Yeah..not to forget I'm always wearing orange clogs and a t-shirt with windmills


----------



## MarcelDH (Jul 5, 2010)

O.k. seems we have a decent group tonight! See you all there!


----------



## Nightshadow (Sep 21, 2010)

Just for that I say everyone dye their hair blonde and look tall and handsome so that Selenium has no clue who the real Marcel is. LOL.


----------



## Moe78 (Oct 29, 2010)

I'll be sure to carry my chocolate sprinkles dispenser around just to confuse her


----------



## selennium (Jan 5, 2011)

MarcelDH said:


> Yeah..not to forget I'm always wearing orange clogs and a t-shirt with windmills


lol, ok, you're the Dutch guy I mistook for French! Got it!


----------



## selennium (Jan 5, 2011)

Moe78 said:


> I suggested we all wear costumes from cartoons or movies but I guess tags would work too!
> 
> I used to forget people's names the second they tell me them, had to learn to remember those names but I still forget a name or two now!

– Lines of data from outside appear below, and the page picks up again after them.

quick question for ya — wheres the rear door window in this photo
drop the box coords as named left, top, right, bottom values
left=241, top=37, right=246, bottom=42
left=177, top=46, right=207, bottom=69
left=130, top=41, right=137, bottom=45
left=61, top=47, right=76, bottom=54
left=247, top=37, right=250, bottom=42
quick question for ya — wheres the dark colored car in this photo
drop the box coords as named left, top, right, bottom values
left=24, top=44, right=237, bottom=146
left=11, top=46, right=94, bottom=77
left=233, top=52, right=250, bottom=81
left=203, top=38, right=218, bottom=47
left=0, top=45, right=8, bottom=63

Im gonna try.. thank goodness yours was easy to remember, Moe!


----------



## selennium (Jan 5, 2011)

ipshi said:


> erm yea... marcel cud live with that description i guess
> 
> name tags or not... im sure ur gonna have loads of fun!


Unfortunately I won't be able to make it tonight... but I hope every one has loads of fun regardless, with or without costumes and chocolate sprinkles or blond wigs


----------



## Yoga girl (Oct 19, 2008)

selennium said:


> Unfortunately I won't be able to make it tonight... but I hope every one has loads of fun regardless, with or without costumes and chocolate sprinkles or blond wigs


Sorry guys I just caught up with this thread now. Had a long 48 hours... can't wait to chill tonight!

@ Ipshi, thanks for the WOMAN in the description..
@ Marcel, didn't you forget to add that you only ever eat coleslaw with Old Amsterdam cheese? 
@ Selennium.....ehem.... I am sure if someone tells me your real name I will know who you are.. but I am drawing a blank here with putting a name (selennium) to a face and or avatar... :noidea:
That should make you feel better!


----------



## Nightshadow (Sep 21, 2010)

Ugh, Im so angry... Im not feeling too well but Im dying to see this bar. I think Im going to pop in for a drink... just to get a glance at the view and to say hi to you guys, even though I did just see most of you last night, Hah.


----------



## Bon Bon (Dec 18, 2010)

My regards to all


----------